Accuracy:0.9649122807017544


Unnamed: 0,predicted ill,predicted healthy
is ill,0.930233,0.069767
is healthy,0.014085,0.985915


In [None]:
conf_mat(y_pred_lda,y_test)

Accuracy:0.956140350877193


Unnamed: 0,predicted ill,predicted healthy
is ill,0.906977,0.093023
is healthy,0.014085,0.985915


In [None]:
conf_mat(y_pred_qda,y_test)

Accuracy:0.956140350877193


Unnamed: 0,predicted ill,predicted healthy
is ill,0.953488,0.046512
is healthy,0.042254,0.957746


In [None]:
conf_mat(y_pred_svm,y_test)

Accuracy:0.956140350877193


Unnamed: 0,predicted ill,predicted healthy
is ill,0.906977,0.093023
is healthy,0.014085,0.985915


In [None]:
#3.

print("Precision log:",metrics.precision_score(y_test, y_pred_log))
print("Precision lda:",metrics.precision_score(y_test, y_pred_lda))
print("Precision qda:",metrics.precision_score(y_test, y_pred_qda))
print("Precision svm:",metrics.precision_score(y_test, y_pred_svm))
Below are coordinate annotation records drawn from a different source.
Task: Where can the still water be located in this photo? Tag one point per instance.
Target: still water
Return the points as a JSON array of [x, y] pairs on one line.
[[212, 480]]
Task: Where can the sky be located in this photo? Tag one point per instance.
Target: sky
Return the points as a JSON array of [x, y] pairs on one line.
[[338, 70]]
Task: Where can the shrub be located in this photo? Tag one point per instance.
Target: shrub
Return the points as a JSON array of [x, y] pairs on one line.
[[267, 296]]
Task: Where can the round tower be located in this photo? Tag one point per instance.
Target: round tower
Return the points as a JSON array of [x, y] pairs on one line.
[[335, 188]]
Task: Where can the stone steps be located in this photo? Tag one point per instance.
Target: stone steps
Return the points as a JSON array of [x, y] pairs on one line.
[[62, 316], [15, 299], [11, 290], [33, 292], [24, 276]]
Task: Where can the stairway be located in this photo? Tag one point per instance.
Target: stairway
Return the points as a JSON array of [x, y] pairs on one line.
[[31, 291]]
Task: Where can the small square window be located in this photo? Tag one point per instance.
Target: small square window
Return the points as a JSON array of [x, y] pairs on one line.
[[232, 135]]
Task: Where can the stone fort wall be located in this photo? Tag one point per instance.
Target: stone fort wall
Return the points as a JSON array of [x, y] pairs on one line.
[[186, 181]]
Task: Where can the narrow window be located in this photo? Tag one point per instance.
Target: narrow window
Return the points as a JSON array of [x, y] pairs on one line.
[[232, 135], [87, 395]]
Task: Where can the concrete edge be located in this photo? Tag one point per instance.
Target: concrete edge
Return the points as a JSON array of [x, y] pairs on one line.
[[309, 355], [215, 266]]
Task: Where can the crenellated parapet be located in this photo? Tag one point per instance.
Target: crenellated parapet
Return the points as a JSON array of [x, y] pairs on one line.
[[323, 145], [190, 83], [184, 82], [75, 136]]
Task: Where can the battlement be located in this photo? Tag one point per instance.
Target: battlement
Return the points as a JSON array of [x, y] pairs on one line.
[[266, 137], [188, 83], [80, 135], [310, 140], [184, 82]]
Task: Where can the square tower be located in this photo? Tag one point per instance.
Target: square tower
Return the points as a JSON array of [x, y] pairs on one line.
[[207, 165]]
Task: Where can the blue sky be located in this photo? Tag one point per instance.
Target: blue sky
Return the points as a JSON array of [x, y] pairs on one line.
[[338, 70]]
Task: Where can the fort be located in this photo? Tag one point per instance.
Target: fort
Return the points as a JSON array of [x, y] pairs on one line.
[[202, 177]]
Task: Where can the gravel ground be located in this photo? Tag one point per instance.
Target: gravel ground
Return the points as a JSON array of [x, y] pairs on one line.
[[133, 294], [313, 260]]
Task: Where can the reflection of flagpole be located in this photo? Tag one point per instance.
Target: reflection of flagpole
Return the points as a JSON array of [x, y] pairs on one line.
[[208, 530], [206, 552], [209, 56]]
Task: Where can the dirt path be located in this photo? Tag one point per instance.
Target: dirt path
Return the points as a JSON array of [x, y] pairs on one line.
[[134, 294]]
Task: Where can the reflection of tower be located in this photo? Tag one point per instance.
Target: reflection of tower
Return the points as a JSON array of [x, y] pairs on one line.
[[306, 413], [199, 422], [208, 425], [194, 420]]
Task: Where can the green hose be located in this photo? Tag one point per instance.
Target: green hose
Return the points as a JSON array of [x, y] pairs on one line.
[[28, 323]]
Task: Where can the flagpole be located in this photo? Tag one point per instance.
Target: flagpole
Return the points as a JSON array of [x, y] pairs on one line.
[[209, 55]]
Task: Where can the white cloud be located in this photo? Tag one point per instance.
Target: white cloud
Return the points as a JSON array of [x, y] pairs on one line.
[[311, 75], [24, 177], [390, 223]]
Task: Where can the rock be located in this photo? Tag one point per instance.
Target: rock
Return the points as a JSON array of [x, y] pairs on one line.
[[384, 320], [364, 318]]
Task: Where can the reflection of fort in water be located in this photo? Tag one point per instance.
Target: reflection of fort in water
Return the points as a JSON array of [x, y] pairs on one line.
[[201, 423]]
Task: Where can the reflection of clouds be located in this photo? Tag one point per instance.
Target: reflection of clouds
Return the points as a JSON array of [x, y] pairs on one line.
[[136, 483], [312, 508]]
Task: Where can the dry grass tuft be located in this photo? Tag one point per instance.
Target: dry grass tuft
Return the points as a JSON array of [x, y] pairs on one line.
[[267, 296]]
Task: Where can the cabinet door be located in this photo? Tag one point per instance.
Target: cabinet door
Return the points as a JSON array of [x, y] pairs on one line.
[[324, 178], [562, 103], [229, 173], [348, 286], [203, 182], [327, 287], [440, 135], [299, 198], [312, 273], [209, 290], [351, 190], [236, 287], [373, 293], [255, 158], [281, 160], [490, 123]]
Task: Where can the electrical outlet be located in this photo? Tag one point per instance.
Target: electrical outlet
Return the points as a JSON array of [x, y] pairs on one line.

print("\nRecall log :",metrics.recall_score(y_test, y_pred_log))
print("Recall lda :",metrics.recall_score(y_test, y_pred_lda))
print("Recall qda :",metrics.recall_score(y_test, y_pred_qda))
print("Recall svm :",metrics.recall_score(y_test, y_pred_svm))

print("\nf1 log :",metrics.recall_score(y_test, y_pred_log))
print("f1 lda :",metrics.recall_score(y_test, y_pred_lda))
print("f1 qda :",metrics.recall_score(y_test, y_pred_qda))
print("f1 svm :",metrics.recall_score(y_test, y_pred_svm))

Precision log: 0.958904109589041
Precision lda: 0.9459459459459459
Precision qda: 0.9714285714285714
Precision svm: 0.9459459459459459

Recall log : 0.9859154929577465
Recall lda : 0.9859154929577465
Recall qda : 0.9577464788732394
Recall svm : 0.9859154929577465

f1 log : 0.9859154929577465
f1 lda : 0.9859154929577465
f1 qda : 0.9577464788732394
f1 svm : 0.9859154929577465


**Answer**

4. The four tested algorithm perform well on this dataset (above 95% accuracy and above 95% f1-score). One can deduce that observations were almost linearly seperables. Otherwise, algorithms with linear decision boudaries would not have performed this well.